Todo lo demás lo desconocen, ejemplo de la lidia, porque ahora solo gustan los pases bonitos y eso es algo muy distinto a torear. Nada que ver cuando las orejas eran de verdad y las puertas grandes de ley. Por cierto, con el actual palco de Madrid, tan descafeinado, ¿cuántas puertas grandes sumaría ahora un torero como Julio Robles? Da pena que aquel Madrid se haya acabado, con abundancia de aficionados hablando de toros desde por la mañana en las abarrotadas tabernas; en las antípodas de la actualidad cuando cada festejo es más un acontecimiento social que realmente debe ser lo que siempre fue la identidad de esa plaza, la cátedra del toreo. Hoy ya no quedan casi aficionados, otra cosa es ser seguidor de un torero –que después al retirarse o lo dejan de contratar se marchan sus jaleadores-, o quienes acuden a una corrida por esnobismo detrás de determinado espada. Ser aficionado es otra cosa y el mejor es al que más toreros le entran en la cabeza.
Madrid, en el San Isidro que ya ha expirado, ha visto lidiar en su ruedo numerosos toros con la bolita, y se han encarecido brutalmente las entradas quitándole otra de las señas a esa plaza. Con las nuevas políticas imperantes desde esta edición, al aficionado de provincias le arrojan un montón de cristales e infinidad de obstáculos, al igual que intentan reventar a quien de verdad exige.

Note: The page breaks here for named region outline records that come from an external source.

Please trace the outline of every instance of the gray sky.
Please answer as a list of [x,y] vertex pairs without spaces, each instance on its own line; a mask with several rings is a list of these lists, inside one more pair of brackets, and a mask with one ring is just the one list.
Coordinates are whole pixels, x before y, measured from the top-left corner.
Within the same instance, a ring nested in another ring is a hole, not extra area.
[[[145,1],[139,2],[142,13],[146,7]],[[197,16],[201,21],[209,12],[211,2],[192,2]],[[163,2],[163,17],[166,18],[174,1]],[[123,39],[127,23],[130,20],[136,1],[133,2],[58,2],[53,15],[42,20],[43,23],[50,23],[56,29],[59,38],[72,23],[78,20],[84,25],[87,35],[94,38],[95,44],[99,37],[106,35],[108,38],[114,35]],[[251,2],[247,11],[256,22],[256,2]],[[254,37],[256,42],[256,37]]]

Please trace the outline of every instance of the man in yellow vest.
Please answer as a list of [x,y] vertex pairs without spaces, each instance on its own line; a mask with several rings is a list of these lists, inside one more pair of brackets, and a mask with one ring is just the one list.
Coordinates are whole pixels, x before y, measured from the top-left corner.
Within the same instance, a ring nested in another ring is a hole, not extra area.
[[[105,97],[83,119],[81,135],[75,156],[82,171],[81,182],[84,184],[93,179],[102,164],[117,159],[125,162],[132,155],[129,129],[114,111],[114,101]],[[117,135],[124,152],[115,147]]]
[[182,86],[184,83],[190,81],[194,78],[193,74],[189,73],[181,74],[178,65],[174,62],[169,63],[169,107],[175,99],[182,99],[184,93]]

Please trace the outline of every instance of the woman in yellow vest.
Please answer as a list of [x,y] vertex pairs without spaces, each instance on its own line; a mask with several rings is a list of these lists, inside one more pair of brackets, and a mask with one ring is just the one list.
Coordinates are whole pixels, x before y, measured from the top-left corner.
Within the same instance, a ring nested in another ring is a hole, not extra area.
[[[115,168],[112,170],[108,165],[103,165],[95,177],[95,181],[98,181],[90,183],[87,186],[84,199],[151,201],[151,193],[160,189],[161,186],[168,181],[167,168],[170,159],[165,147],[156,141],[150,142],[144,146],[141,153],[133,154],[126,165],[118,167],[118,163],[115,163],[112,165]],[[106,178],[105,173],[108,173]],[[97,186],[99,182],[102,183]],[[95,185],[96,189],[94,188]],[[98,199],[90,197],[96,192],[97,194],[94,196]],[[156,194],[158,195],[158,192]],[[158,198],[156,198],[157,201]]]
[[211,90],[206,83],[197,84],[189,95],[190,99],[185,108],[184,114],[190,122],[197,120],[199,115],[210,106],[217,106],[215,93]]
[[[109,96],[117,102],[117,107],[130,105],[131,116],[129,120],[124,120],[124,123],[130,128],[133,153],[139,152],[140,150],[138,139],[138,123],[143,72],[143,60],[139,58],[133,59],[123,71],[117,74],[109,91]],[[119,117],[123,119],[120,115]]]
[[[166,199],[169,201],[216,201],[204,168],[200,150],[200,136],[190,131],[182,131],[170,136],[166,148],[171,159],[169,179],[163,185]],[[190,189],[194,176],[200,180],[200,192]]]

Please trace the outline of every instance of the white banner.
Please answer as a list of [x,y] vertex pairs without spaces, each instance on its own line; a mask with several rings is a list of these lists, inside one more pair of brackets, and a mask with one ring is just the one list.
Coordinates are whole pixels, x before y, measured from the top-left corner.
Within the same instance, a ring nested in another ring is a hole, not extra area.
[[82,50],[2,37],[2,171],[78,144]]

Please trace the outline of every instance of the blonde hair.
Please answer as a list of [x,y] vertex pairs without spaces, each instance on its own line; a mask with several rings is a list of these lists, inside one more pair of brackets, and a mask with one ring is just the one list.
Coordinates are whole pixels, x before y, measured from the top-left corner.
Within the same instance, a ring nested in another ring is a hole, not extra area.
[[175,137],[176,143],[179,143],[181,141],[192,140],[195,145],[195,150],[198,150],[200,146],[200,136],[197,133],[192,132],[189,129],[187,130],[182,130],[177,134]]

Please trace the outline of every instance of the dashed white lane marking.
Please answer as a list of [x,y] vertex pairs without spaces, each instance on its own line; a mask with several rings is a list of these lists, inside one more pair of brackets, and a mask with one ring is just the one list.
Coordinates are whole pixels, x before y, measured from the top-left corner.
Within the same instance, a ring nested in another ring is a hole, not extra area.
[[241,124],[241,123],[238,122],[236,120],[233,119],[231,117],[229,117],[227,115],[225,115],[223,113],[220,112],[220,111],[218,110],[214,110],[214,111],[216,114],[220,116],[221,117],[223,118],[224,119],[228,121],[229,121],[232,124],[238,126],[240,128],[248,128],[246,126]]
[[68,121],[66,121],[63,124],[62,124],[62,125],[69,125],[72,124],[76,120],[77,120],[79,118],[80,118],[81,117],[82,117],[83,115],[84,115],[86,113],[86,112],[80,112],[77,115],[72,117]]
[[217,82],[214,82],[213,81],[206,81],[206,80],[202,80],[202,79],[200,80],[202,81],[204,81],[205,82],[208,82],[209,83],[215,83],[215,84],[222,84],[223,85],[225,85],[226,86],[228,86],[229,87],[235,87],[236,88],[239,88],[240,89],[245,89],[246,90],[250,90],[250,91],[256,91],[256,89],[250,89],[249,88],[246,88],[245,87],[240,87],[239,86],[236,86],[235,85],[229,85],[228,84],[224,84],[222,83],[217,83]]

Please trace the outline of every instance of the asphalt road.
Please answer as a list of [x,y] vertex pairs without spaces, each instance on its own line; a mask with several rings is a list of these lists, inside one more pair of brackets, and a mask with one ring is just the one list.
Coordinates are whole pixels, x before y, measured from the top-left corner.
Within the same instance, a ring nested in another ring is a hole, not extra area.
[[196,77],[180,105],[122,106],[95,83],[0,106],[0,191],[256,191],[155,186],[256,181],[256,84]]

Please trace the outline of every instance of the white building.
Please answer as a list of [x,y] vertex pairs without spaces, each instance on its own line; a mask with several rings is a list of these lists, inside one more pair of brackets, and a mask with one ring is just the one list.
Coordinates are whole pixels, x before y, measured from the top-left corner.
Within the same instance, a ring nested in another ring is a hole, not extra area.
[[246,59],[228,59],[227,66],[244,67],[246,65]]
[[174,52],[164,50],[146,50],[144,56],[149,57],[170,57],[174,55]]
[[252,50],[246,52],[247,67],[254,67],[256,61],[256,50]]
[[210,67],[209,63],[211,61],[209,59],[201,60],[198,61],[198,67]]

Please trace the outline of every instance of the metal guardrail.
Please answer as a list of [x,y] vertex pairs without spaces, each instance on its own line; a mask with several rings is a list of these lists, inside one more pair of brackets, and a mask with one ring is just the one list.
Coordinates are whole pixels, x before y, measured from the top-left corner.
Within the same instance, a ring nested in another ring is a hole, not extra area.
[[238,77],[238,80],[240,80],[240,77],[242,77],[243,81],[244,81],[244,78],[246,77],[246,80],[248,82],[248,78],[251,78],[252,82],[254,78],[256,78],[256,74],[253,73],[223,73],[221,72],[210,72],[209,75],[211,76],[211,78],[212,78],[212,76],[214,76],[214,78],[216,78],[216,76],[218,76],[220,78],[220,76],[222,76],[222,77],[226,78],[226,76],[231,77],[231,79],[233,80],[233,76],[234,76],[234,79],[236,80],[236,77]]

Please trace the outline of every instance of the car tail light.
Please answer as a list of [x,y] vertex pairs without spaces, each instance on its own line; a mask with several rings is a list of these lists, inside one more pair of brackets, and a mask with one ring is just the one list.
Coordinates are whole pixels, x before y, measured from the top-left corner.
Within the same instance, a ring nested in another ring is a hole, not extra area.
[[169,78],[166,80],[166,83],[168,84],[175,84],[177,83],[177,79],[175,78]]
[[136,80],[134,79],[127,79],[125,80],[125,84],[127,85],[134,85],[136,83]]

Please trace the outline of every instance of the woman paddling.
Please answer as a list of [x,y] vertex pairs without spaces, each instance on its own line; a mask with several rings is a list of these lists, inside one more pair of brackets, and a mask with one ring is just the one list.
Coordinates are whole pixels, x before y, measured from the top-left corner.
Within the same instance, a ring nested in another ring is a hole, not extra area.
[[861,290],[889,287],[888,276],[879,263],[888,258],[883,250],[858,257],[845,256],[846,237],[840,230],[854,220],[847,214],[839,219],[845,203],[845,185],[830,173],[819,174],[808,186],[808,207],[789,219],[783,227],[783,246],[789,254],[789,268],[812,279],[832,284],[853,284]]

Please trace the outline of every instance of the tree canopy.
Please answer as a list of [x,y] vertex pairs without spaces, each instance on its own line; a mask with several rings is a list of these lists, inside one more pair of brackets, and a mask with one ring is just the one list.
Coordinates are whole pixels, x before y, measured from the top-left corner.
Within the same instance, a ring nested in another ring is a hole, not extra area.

Porque ir a los toros a Madrid desde Ávila, Toledo, Segovia, Salamanca, Guadalajara… ya se ha convertido en un artículo de lujo, en algo prohibitivo para la mayoría de los bolsillos.
Sin embargo aún queda un rescoldo para le esperanza, porque no podemos olvidar que muchos días hemos visto pancartas denunciando las escandalosas subidas de los precios y el toro de las figuras; pero lo más triste la deriva del público, con infinidad de ejemplos que evidencian la caída del prestigio de Las Ventas; uno de ellos la inmensa ovación que dieron al picador Agustín Romero por ¡no picar! en la corrida El Torero.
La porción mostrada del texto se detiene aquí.